Long static stretching before running can hurt performance
Holding a static stretch for more than about 60 seconds per muscle before exercise can reduce strength and power by roughly 4 to 7.5%; shorter holds cause only a trivial 1 to 2% decrement (stretching reviews). For a warm-up, a dynamic routine, leg swings, drills and easy running building toward pace, is generally preferred, because it raises muscle temperature and primes the nervous system without the brief strength loss that long static holds can cause.

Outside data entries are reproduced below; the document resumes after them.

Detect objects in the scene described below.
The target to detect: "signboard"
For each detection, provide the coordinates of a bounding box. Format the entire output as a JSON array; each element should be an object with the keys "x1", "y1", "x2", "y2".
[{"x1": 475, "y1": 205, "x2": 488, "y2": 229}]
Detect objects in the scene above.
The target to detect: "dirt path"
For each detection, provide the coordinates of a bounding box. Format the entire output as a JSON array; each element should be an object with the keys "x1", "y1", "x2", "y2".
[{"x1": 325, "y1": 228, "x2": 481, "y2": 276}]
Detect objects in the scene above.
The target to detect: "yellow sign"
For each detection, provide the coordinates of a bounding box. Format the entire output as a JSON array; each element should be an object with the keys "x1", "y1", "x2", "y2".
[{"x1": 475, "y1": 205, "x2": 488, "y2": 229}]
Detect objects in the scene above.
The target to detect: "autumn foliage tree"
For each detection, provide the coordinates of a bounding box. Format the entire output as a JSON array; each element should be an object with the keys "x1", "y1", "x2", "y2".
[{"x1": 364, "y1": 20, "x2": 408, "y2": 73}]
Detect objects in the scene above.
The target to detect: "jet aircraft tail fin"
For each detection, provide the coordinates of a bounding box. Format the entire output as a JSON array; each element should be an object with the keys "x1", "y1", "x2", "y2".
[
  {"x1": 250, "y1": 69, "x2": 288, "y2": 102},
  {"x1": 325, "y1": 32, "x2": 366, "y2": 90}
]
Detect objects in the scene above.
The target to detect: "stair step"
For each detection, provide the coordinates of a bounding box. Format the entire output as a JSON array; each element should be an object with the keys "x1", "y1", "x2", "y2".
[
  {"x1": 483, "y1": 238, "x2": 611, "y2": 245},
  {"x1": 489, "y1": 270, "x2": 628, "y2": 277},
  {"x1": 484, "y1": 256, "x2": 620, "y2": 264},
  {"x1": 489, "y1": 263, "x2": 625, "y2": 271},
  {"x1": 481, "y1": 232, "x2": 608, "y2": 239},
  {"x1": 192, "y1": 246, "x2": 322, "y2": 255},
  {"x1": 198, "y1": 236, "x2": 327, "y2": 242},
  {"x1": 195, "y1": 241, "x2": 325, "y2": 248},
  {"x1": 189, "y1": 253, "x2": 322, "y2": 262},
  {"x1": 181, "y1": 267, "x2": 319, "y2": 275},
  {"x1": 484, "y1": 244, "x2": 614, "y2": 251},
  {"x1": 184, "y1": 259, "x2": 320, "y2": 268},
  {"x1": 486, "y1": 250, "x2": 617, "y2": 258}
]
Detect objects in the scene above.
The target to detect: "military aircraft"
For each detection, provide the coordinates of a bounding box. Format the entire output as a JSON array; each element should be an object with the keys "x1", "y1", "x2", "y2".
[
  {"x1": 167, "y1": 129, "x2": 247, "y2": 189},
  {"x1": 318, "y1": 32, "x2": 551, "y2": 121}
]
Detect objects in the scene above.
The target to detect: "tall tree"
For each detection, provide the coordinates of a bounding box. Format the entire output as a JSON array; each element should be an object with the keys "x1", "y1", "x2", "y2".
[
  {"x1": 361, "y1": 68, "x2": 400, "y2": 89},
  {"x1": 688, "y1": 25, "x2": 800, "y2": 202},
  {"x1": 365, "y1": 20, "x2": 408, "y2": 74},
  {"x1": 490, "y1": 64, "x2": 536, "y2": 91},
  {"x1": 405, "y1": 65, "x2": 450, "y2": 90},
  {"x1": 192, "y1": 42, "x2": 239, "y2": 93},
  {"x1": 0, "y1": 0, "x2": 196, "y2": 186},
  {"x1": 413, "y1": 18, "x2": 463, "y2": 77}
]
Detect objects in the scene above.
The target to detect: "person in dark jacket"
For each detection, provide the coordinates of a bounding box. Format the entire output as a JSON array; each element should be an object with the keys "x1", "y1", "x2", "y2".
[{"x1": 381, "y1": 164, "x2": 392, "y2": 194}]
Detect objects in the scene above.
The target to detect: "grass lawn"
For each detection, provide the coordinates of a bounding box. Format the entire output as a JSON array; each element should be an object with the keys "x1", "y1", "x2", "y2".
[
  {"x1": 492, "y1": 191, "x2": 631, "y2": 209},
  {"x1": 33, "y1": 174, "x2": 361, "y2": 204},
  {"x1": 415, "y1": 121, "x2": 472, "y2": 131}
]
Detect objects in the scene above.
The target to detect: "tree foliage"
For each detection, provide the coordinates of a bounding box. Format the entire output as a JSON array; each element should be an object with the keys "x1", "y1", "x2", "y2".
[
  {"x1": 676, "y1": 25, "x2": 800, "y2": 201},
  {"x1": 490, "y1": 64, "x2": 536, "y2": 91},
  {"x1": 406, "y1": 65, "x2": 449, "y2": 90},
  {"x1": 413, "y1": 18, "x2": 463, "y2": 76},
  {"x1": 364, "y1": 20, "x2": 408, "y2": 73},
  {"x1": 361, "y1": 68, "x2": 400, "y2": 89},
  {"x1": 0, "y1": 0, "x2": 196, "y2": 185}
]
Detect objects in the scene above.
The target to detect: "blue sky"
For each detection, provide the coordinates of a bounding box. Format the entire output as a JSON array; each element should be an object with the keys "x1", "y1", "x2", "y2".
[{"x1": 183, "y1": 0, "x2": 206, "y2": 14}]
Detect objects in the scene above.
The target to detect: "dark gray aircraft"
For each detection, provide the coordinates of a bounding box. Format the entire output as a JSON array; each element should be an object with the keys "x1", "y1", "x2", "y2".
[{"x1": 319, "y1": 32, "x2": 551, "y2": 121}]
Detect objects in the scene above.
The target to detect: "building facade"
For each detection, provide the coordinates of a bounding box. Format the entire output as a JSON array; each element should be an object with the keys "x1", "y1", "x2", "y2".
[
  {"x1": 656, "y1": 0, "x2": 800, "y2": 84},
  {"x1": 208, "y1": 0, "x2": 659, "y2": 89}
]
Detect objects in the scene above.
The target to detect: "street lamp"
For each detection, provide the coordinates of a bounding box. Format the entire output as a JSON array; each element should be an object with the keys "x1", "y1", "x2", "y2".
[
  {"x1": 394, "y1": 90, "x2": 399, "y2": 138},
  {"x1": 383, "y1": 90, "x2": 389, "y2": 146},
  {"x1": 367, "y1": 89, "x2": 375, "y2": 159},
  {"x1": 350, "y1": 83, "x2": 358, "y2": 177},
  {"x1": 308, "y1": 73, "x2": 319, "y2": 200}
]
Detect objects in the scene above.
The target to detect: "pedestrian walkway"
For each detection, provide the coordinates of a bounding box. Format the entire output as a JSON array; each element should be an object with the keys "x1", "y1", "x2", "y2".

More flexibility is not better
It is intuitive that a “looser” runner is more efficient, but the opposite tends to hold: a degree of stiffness in the muscle-tendon unit stores and returns elastic energy, and static flexibility is largely unrelated, or slightly negatively related, to running economy (stretching reviews). Stretching to become as flexible as possible is not a performance strategy, and may work against the tendon stiffness that economy depends on.
Where it earns a place
Stretching and mobility work are worthwhile for specific, limited reasons: restoring a genuine range-of-motion restriction that affects running form or daily life, easing the feeling of tightness (a real comfort benefit, even if mostly perceptual), and as gentle movement. The reasonable position is to do a dynamic warm-up before running, address specific restrictions rather than chase general flexibility, and not expect stretching to prevent injury or make you faster.